The report published, “[Virtual] asset trading platforms now in operation have not registered under state or federal securities or commodities laws,” also added, “Nor have they implemented common standards for security, internal controls, market surveillance protocols, disclosures, or other investor and consumer protections. Accordingly, customers of virtual asset trading platforms face significant risks.”
Barbara D. Underwood, Attorney General, New York State, reported, “As of today, there are no regulatory or even generally accepted prudential standards for determining whether a particular virtual asset can or should be listed on a trading platform.”
The official Twitter account of the New York state attorney reports, “we have also referred three platforms — Binance, Gate.io, and Kraken — to the New York State Department of Financial Services for possibly operating unlawfully in New York.”
Voluntary questionnaires were sent by the New York State Attorney General to a total of 13 major. Of which 9 responded.
The report issued a warning stating that “For non-participating platforms (Binance, Gate.io, Huobi, and Kraken), customers should be aware that those platforms may have received compensation for listing virtual currencies on their platform. Customers should evaluate whether that affects their decision to trade virtual currencies on those platforms.
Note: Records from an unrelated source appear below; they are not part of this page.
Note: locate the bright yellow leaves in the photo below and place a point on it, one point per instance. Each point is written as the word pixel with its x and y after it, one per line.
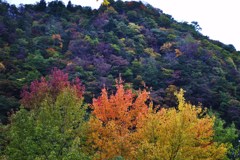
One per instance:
pixel 178 134
pixel 123 126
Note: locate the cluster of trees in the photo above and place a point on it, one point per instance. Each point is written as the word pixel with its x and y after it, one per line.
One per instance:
pixel 54 122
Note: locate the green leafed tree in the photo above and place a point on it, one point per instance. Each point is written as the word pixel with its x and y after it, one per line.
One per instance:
pixel 52 130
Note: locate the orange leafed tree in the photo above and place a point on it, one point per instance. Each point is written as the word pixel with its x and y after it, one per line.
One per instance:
pixel 114 120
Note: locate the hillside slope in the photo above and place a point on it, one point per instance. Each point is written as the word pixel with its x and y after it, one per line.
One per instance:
pixel 141 43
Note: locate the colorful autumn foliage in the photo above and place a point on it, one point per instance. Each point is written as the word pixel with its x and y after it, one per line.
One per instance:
pixel 38 90
pixel 182 133
pixel 114 121
pixel 120 125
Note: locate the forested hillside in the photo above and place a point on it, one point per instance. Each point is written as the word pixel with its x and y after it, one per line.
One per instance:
pixel 145 47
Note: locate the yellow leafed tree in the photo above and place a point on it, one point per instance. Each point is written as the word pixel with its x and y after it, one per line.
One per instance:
pixel 177 134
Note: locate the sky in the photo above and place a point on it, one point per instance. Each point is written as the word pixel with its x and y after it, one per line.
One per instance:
pixel 219 19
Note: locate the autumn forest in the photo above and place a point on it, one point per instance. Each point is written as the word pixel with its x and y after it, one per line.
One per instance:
pixel 125 81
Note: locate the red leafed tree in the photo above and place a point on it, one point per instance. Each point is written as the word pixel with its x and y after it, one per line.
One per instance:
pixel 51 87
pixel 114 121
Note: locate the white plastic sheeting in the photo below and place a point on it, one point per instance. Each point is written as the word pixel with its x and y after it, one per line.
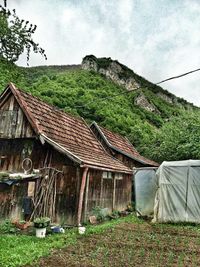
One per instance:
pixel 145 183
pixel 178 195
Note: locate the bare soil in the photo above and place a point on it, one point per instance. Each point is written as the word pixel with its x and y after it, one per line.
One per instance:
pixel 131 245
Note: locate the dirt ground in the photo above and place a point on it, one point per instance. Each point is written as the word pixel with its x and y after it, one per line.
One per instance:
pixel 131 245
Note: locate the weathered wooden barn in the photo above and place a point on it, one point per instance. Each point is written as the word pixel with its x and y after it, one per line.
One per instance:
pixel 70 171
pixel 121 148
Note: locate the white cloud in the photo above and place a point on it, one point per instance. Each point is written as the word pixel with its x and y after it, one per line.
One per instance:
pixel 156 38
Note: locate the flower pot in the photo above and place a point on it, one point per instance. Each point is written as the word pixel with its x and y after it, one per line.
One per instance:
pixel 22 226
pixel 81 230
pixel 41 232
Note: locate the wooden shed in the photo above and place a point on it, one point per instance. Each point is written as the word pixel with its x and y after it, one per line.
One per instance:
pixel 121 148
pixel 71 172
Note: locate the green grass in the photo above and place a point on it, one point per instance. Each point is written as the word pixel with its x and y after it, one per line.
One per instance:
pixel 126 241
pixel 17 250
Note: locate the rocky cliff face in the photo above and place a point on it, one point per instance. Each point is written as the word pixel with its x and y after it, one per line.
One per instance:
pixel 123 76
pixel 144 103
pixel 112 70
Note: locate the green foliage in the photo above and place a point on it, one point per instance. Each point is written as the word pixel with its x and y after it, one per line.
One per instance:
pixel 6 227
pixel 80 93
pixel 100 213
pixel 179 138
pixel 16 36
pixel 41 222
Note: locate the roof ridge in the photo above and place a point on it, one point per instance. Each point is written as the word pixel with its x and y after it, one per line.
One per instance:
pixel 50 105
pixel 24 107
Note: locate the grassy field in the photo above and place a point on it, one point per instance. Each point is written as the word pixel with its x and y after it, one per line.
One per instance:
pixel 124 242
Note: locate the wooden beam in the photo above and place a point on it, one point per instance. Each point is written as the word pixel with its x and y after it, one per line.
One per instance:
pixel 86 195
pixel 80 205
pixel 114 192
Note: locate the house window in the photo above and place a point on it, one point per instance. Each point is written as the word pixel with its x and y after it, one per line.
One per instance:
pixel 107 175
pixel 118 176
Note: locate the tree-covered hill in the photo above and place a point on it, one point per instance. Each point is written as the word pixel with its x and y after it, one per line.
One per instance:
pixel 169 131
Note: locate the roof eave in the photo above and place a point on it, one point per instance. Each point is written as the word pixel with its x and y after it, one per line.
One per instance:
pixel 117 149
pixel 60 148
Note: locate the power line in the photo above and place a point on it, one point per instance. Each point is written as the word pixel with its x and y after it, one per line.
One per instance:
pixel 140 87
pixel 178 76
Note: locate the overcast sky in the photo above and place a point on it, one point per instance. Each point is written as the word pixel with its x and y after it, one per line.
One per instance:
pixel 155 38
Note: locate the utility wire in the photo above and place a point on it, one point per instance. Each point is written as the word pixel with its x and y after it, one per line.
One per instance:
pixel 178 76
pixel 140 87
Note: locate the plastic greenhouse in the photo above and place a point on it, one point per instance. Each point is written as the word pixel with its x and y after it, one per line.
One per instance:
pixel 178 194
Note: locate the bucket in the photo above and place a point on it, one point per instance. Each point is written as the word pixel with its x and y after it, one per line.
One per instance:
pixel 40 232
pixel 81 230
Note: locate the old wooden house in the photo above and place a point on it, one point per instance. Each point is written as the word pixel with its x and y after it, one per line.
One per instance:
pixel 70 172
pixel 121 148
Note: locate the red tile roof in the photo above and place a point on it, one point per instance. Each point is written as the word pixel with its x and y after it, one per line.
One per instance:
pixel 66 131
pixel 123 145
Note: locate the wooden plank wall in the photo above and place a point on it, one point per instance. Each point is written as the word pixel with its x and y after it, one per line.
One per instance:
pixel 112 194
pixel 13 123
pixel 11 198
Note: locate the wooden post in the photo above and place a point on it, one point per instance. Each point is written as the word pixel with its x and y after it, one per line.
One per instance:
pixel 101 192
pixel 80 205
pixel 114 192
pixel 86 196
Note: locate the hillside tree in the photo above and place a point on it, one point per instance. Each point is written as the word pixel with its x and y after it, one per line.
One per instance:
pixel 16 36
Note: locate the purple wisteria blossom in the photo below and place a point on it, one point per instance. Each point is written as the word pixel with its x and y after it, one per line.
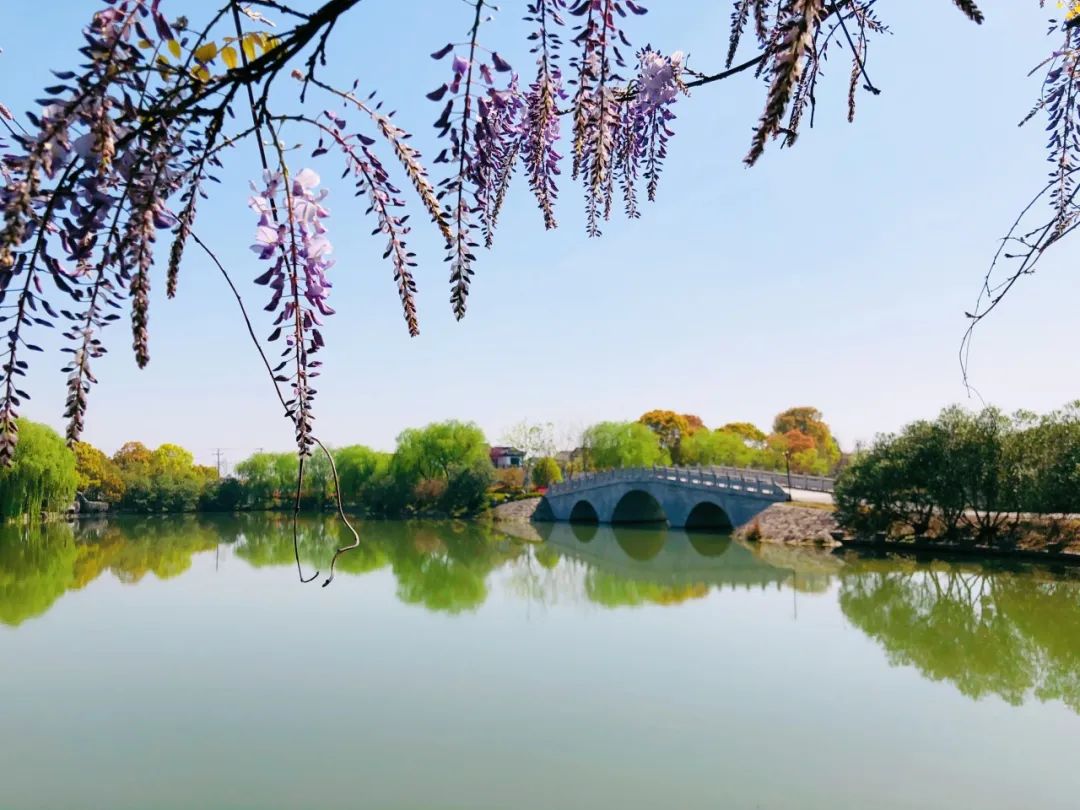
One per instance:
pixel 481 123
pixel 291 235
pixel 541 125
pixel 646 124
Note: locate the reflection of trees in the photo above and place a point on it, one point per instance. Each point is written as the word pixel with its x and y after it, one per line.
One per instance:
pixel 986 631
pixel 38 565
pixel 611 590
pixel 449 575
pixel 35 571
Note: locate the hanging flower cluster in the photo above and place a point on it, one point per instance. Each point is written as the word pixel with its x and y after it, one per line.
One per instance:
pixel 291 235
pixel 646 125
pixel 125 148
pixel 83 200
pixel 541 125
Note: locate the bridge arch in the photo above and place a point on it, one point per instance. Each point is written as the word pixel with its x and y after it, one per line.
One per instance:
pixel 640 544
pixel 709 515
pixel 637 505
pixel 584 531
pixel 584 512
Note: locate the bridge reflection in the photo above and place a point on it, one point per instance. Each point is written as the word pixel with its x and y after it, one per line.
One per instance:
pixel 662 555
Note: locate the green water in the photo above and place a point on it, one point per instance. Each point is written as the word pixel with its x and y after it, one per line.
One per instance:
pixel 180 663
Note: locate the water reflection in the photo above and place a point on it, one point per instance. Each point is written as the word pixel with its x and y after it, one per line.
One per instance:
pixel 986 629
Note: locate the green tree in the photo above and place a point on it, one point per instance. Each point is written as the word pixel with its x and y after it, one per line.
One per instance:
pixel 358 466
pixel 623 444
pixel 671 429
pixel 435 450
pixel 42 476
pixel 545 472
pixel 98 475
pixel 446 466
pixel 719 447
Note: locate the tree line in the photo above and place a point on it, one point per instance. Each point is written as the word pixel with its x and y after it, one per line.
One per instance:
pixel 966 476
pixel 444 468
pixel 800 441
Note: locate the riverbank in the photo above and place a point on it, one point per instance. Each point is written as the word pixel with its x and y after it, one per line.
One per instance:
pixel 521 511
pixel 1033 547
pixel 792 524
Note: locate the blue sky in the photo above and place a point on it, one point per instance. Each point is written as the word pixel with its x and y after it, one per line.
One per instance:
pixel 834 274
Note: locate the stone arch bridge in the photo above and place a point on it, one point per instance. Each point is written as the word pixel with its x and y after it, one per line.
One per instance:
pixel 690 498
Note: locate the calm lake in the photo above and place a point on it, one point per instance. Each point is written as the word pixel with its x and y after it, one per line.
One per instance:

One recent report, for example, asserted that Binance had sought millions of dollars in bitcoins in exchange for listing a new token. “
Market manipulation with automatic and algorithmic trading and insider trading was suspected. Several of these companies who run these exchanges tend to buy and sell cryptocurrencies of their own companies, in order to display liquidity to the prospective buyers and co-investors.
“[When] a significant percentage of the volume in one or more assets on a venue is attributable to one source,” the report stated that “customers face the risk that the availability of liquidity in those assets could change, without notice and at any time, including when liquidity is needed most — namely, in times of market volatility or rapid price movement.”
This kind of trading will affect the mom and pop investors who might not be able to sell off their tokens when the prices reach the rock bottom. This will, in turn, lead them to be holding tokens, the price of which is declining rapidly than they can tolerate.
Consumers were given a warning that “Given these differences, customers should familiarize themselves with how their trading platform handles open orders during a suspension or outage and should be sure to understand whether their fiat or virtual currency can be transferred or withdrawn during those times.”
Very few customers understand that it is not possible for them to withdraw their fiat or virtual currencies during periods of suspension or outrages. And, this can happen without notice.